Andere Überlebende warfen den Hafen- und Fährbetreibern vor, das Schiff hoffnungslos überladen zu haben. „Noch bevor die Fähre auslief, schrien wir dem Kapitän und den Leuten im Hafen zu, dass sie zu voll sei“, berichtete der 50-jährige Überlebende Said Amur. Vier Stunden später kenterte die Fähre auf dem Weg nach Pemba. „Das war kein Unfall, Schuld haben diejenigen, die das Schiff nicht stoppten - als selbst schon die Passagiere begriffen, dass es nicht sicher war.“ Die Mannschaft habe alle noch zu beruhigen versucht, als die ersten Passagiere bereits nach Rettungswesten riefen, berichtete Amur weiter: „Als es dann wirklich schlimm wurde, war es für viele Passagiere zu spät.“ Wie viele Menschen genau an Bord der Unglücksfähre waren, stand zunächst nicht fest. Passagierlisten werden in der Region in der Regel nicht oder nur unzureichend geführt. Auch nach Angaben des für Infrastruktur und Kommunikation zuständigen Regierungsvertreters Issa Gavu hatte das Schiff jedoch weitaus mehr Passagiere an Bord als zugelassen. Zudem habe es riesige Mengen an Reis und anderen Gütern geladen. 
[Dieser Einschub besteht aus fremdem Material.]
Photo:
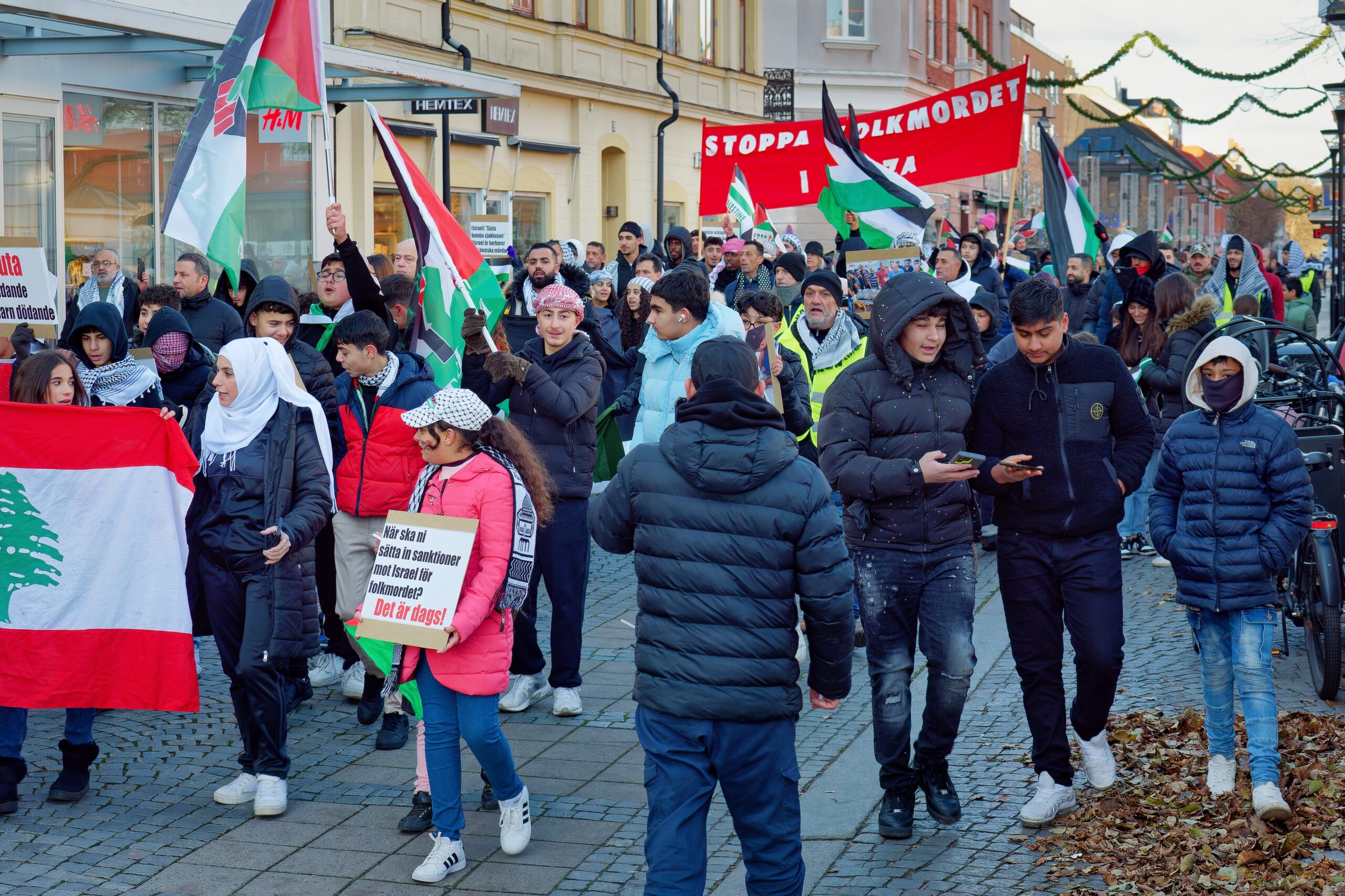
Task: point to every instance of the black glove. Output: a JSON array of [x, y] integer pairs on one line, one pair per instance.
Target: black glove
[[25, 342], [502, 365], [474, 332]]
Sansibars Präsident Ali Mohammed Schin sprach von einer nationalen Tragödie. Seine Regierung werde „alles tun, um die Opfer dieses schrecklichen Vorfalls zu unterstützen“, versprach er. 

Tansanische Fähren und Frachtschiffe sind für ihre Sicherheitsmängel bekannt. Immer wieder brachen auf ihnen in den vergangenen Jahren Brände aus. Im Mai 2009 kenterte eine Fähre, dabei starben sechs Menschen.